Однако никакой температуры на следующее утро не было… Кривой Дей задернул на окнах шторы, и яркое солнце окрасило сквозь них класс мягким оранжевым светом, а он стал ходить от парты к парте, проверял домашние задания и делал разного рода пометки. Я был единственным, кто не раскрыл свою тетрадь, и Годчевский, мой сосед по парте, толкнул меня в бок. Но тетрадь осталась лежать закрытой.
Дей уже нацелился на Шиманека, вытащил из кармана линейку и ткнул его в грудь.
– Математика совсем не такая уж плохая наука. Она может даже доставлять удовольствие. И она нужна не только для того, чтобы подсчитывать прибыль и убытки. Она оттачивает логическое мышление. – Он потер виски. – Ты веришь этому?
Шиманек оскалился, ухмыляясь, а мой сосед опять пихнул меня, показывая на тетрадь.
– Ты чего, – прошептал он, а я положил руку так, чтобы он увидел пластырь.
– Не мог писать. Разбирал хлам в углу и поранился.

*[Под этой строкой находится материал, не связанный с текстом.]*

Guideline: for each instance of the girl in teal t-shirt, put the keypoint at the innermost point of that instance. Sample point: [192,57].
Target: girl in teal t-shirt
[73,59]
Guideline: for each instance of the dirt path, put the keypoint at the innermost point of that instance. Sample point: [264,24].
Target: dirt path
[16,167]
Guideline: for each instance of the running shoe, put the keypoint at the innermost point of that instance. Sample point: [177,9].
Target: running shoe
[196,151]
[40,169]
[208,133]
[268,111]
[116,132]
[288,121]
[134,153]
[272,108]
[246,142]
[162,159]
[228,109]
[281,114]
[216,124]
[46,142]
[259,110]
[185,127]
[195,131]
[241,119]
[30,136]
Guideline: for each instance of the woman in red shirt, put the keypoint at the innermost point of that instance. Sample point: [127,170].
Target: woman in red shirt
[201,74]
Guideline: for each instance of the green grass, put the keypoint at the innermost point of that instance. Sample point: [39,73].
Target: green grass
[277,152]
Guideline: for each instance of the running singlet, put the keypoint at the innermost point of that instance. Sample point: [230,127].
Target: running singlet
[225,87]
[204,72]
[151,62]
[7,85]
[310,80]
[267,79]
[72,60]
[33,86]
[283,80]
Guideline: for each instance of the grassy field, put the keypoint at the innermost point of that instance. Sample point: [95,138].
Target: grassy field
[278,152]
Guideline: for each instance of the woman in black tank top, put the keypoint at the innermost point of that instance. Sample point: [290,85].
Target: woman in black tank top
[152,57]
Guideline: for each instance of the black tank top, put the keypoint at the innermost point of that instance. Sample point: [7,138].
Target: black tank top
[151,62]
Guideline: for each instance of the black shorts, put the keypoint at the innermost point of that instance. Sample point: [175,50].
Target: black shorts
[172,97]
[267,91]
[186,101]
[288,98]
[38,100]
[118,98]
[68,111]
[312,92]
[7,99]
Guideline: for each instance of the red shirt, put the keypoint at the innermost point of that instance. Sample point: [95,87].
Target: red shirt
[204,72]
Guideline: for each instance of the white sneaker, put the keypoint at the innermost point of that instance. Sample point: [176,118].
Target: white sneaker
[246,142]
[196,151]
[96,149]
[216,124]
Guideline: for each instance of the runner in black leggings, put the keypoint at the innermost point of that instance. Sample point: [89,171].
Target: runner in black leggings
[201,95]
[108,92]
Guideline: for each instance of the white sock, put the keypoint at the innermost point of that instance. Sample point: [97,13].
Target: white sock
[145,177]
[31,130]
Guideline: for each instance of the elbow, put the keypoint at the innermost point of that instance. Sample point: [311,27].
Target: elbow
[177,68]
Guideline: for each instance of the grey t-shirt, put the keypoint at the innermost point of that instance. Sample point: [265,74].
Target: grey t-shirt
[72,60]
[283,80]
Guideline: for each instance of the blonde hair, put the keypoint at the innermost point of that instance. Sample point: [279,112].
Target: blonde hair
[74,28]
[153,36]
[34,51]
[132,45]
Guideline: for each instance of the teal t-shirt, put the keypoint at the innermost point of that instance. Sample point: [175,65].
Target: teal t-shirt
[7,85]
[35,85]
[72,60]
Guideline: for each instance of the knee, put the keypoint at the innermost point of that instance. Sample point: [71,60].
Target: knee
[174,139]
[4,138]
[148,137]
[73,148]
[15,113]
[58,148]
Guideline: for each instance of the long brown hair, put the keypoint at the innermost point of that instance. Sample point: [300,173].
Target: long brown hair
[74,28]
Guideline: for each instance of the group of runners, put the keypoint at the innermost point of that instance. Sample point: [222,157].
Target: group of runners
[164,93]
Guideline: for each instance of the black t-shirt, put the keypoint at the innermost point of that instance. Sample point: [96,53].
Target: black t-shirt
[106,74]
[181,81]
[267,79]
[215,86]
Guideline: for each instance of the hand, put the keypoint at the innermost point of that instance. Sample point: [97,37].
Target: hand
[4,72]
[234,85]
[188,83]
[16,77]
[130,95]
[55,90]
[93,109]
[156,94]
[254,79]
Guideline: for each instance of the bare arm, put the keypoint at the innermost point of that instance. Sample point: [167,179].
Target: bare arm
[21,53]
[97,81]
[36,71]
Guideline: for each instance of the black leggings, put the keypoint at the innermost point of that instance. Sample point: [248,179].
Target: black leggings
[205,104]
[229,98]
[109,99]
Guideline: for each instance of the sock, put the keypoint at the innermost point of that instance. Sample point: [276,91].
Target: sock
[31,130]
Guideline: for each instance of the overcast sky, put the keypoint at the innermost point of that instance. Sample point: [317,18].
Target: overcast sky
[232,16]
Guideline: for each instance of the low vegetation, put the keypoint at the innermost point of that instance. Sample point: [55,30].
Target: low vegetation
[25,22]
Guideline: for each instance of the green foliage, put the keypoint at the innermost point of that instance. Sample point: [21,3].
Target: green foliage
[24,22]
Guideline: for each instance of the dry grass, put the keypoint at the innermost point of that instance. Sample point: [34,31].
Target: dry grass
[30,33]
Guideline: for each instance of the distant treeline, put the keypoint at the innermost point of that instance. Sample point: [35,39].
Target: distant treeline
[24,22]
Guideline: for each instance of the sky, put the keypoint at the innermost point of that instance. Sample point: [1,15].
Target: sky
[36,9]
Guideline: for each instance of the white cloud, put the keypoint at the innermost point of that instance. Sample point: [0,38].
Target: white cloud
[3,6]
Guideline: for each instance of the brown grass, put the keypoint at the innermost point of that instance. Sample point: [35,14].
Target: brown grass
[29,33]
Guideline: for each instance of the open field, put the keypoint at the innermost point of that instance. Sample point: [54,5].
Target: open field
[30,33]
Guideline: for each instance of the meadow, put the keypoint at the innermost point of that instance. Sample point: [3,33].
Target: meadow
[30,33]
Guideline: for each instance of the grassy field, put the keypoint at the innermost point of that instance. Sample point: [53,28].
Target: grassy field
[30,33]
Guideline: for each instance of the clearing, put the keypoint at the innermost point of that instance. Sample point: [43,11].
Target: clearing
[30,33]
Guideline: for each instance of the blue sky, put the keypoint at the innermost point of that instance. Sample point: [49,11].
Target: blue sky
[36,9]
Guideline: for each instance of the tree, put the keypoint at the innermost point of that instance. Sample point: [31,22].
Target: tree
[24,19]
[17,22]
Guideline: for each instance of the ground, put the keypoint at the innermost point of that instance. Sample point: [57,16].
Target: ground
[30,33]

Я осторожно снял пластырь. Палец распух, а на самой ранке и вокруг нее засохла кровь, от этого ранка казалась намного больше, к тому же она гноилась по краям. Я согнул палец, будто у меня и сухожилия воспалились.
Годчевский сделал большие глаза, надул щеки и помотал головой.
– Но ведь ты же правша.
И он хмыкнул, а я скривился, и у меня перехватило дыхание. Я почувствовал, как меня внезапно бросило в жар, а потом я будто лишился сознания и уже не воспринимал ни шепота вокруг, ни шелеста страниц учебников. Я уставился на свои руки, словно они были чужими. Лезвие-то надо было брать в левую руку, чтобы резать по правой – об этом я совершенно не подумал. Я прилепил пластырь под парту и обернулся. Дей был в двух рядах от меня.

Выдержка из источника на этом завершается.